Cantor português vence Eurovision com qualidade musical e torcida de famosos
Acompanho o festival Eurovision há nove edições. A cada ano, muda o país-sede e mudam os artistas, mas uma coisa permanece a mesma: o nível rasteiro das canções concorrentes.
Concebido na década de 1950 como mais uma forma de promover a integração entre os países europeus, o evento logo se consolidou como um celeiro de músicas bobas.
A razão para isto é simples: o voto popular. Ganha o candidato que conseguir ser entendido por mais gente, embalado por um refrão pegajoso. Assim, o inglês é a língua dominante nas letras, independentemente do idioma falado no país de origem. Abundam as onomatopeias e as rimas pobres.
Por outro lado, as apresentações são espetaculares. O palco gigantesco costuma ser ocupado por bailarinos, fogos de artifício, o escambau.

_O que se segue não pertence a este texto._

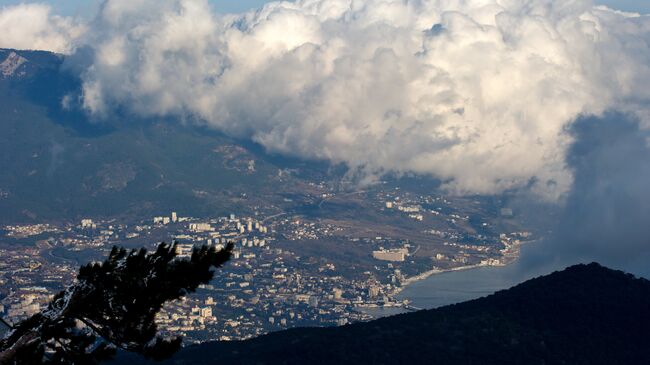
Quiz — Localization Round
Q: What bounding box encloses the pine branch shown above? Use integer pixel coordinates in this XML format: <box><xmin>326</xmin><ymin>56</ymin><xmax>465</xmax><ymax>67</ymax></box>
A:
<box><xmin>0</xmin><ymin>243</ymin><xmax>233</xmax><ymax>365</ymax></box>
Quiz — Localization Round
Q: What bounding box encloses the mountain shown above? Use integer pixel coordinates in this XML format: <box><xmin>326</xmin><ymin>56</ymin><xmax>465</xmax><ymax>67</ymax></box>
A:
<box><xmin>119</xmin><ymin>263</ymin><xmax>650</xmax><ymax>365</ymax></box>
<box><xmin>0</xmin><ymin>49</ymin><xmax>326</xmax><ymax>223</ymax></box>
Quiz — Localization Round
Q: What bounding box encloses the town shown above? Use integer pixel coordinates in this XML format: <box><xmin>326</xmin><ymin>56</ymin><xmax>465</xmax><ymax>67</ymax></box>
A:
<box><xmin>0</xmin><ymin>186</ymin><xmax>531</xmax><ymax>342</ymax></box>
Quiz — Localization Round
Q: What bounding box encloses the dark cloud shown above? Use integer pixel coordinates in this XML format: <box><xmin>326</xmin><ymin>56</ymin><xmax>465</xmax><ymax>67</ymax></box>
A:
<box><xmin>522</xmin><ymin>112</ymin><xmax>650</xmax><ymax>276</ymax></box>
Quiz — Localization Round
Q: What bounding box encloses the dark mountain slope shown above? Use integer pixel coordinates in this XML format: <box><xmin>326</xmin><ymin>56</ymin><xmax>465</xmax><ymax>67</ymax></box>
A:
<box><xmin>124</xmin><ymin>264</ymin><xmax>650</xmax><ymax>364</ymax></box>
<box><xmin>0</xmin><ymin>49</ymin><xmax>330</xmax><ymax>224</ymax></box>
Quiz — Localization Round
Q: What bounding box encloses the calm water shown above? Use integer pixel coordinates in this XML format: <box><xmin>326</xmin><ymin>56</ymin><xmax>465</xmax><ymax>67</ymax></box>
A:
<box><xmin>364</xmin><ymin>246</ymin><xmax>552</xmax><ymax>317</ymax></box>
<box><xmin>398</xmin><ymin>246</ymin><xmax>550</xmax><ymax>308</ymax></box>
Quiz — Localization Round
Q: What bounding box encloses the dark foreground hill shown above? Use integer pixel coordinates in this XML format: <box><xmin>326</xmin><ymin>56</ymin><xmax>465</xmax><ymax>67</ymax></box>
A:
<box><xmin>120</xmin><ymin>264</ymin><xmax>650</xmax><ymax>365</ymax></box>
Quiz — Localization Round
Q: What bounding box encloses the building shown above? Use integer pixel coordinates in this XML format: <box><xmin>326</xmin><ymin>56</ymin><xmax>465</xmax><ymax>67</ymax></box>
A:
<box><xmin>201</xmin><ymin>307</ymin><xmax>212</xmax><ymax>318</ymax></box>
<box><xmin>81</xmin><ymin>219</ymin><xmax>97</xmax><ymax>229</ymax></box>
<box><xmin>189</xmin><ymin>223</ymin><xmax>212</xmax><ymax>232</ymax></box>
<box><xmin>372</xmin><ymin>248</ymin><xmax>408</xmax><ymax>262</ymax></box>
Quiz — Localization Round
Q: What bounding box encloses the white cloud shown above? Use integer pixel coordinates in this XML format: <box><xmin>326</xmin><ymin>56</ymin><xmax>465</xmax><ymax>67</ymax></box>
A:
<box><xmin>0</xmin><ymin>4</ymin><xmax>85</xmax><ymax>53</ymax></box>
<box><xmin>10</xmin><ymin>0</ymin><xmax>650</xmax><ymax>198</ymax></box>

Nos últimos tempos, telões de LED criam universos inteiros em cena.
Tudo isto foi jogado para escanteio por Salvador Sobral, o português de 27 anos que venceu o Eurovision 2017 neste sábado (13), em Kiev, na Ucrânia. A canção "Amar Pelos Dois", composta por sua irmã Luisa, é sutil e delicada, com um óbvio parentesco com a bossa nova. E a letra é em português.
Salvador se apresentou sobre um pequeno círculo, longe do palco e perto da plateia. O maior efeito especial foi ele mesmo, que fez caretas e se contorceu como se estivesse sentindo dores atrozes.
Será que não estava mesmo? São cada vez mais intensos os rumores de que ele tem sérios problemas cardíacos e estaria na fila de um transplante de coração. Por enquanto, a explicação oficial é que Salvador estaria se recuperando de uma cirurgia que lhe removeu duas hérnias. Mas o fato é que sua irmã o substituiu em alguns ensaios técnicos, para poupá-lo.
"Amar pelos Dois" é de uma qualidade tão superior ao resto da concorrência que se destacou com facilidade. Desde sexta-feira (12), era apontada como favorita pelas casas de apostas britânicas.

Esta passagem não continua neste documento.